For instance, heights in populations are often modeled using normal distributions while time until an event occurs may follow an exponential distribution.

5.1.7. Cumulative Distribution Function (CDF)#

The Cumulative Distribution Function (CDF), denoted as \(F(x)\) or \(P(X \leq x)\), is a fundamental concept in probability theory for continuous distributions. It represents the probability that a random variable \(X\) will take a value less than or equal to \(x\). The CDF is a powerful tool for calculating probabilities and understanding the distribution of a random variable.

Mathematically, for continuous distributions, the CDF is defined as the integral of the Probability Density Function (PDF):

(5.5)#\[\begin{equation} F(x) = P(X \leq x) = \int_{-\infty}^{x} f(t) dt \end{equation}\]

Where \(f(t)\) is the PDF of the random variable \(X\).

For continuous distributions, the CDF can also be expressed as \(P(X < x)\) because the probability of \(X\) taking on any exact value is zero. This is an important distinction from discrete distributions. The CDF is graphically represented by the “area to the left” under the probability density function (PDF) curve up to point \(x\).

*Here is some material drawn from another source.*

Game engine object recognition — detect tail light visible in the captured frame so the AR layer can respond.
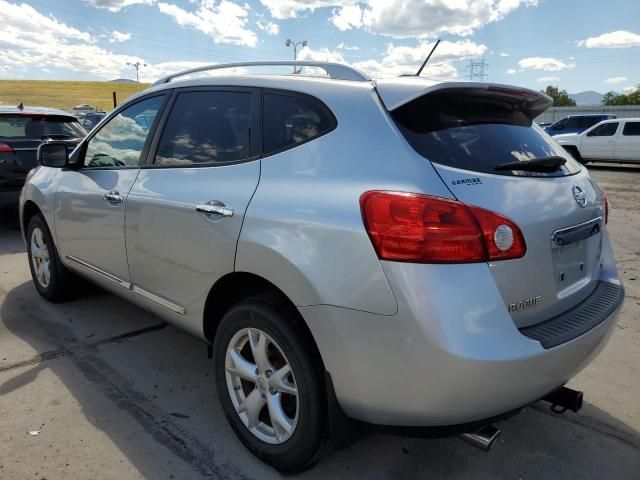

Fig. 5.3 illustrates the concept of the Cumulative Distribution Function (CDF) for a continuous random variable. The graph shows a Probability Density Function (PDF) with the horizontal axis labeled \(X\) and the vertical axis labeled \(f(x)\). The area under the curve to the left of a vertical line at point \(x\) is shaded in purple, representing the CDF, denoted as \(P(X \leq x)\). This shaded area indicates the probability that the random variable \(X\) will take a value less than or equal to \(x\).

Fig. 5.3 Graphical representation of the Cumulative Distribution Function (CDF) showing the probability \(P(X \leq x)\) as the area to the left under the PDF curve.#

Note

The CDF is a crucial tool in statistical analysis and has wide-ranging applications in fields such as finance (risk assessment), engineering (reliability analysis), and data science (probability modeling). Its ability to provide probabilities for ranges of values makes it particularly useful in practical scenarios where we often need to consider intervals rather than exact points.

Relationship between CDF and PDF

The PDF is the derivative of the CDF:

(5.6)#\[\begin{equation}f(x) = \frac{d}{dx}F(x).\end{equation}\]

This relationship allows us to move between the CDF and PDF as needed for various calculations.

The CDF is useful for determining various probabilities:

(a) Probability that \(X\) exceeds a certain value, \(x\):

(5.7)#\[\begin{equation} P(X > x) = 1 - P(X \leq x) = 1 - F(x) \end{equation}\]

This formula leverages the fact that the total probability is 1, so the probability of exceeding \(x\) is the complement of the probability of being less than or equal to \(x\).

Fig. 5.4 Graph (a): This graph shows the cumulative distribution function (CDF), \(F(x) = P(X \leq x)\). The red curve represents the probability density function (PDF), and the shaded area to the left of point \(x\) indicates the cumulative probability up to that point. Graph (b): This graph illustrates the complementary cumulative distribution function (CCDF), \(P(X > x) = 1 - P(X \leq x) = 1 - F(x)\). The blue curve represents the PDF, and the shaded area to the right of point \(x\) signifies the probability of the variable being greater than \(x\).#
(b) Probability that \(X\) falls within an interval \((a, b]\):

(5.8)#\[\begin{equation} P(a < X \leq b) = F(b) - F(a) \end{equation}\]

This formula calculates the probability in the interval by taking the difference of the CDFs at the endpoints.

Fig. 5.5 Complementary Cumulative Distribution Function (CCDF): This graph illustrates the probability that a continuous random variable \(X\) exceeds a certain value \(x\). The shaded area under the curve between points \(a\) and \(b\) represents the probability \(P(a \leq X \leq b)\), calculated as \(F(b) - F(a)\), where \(F(x)\) is the cumulative distribution function (CDF).#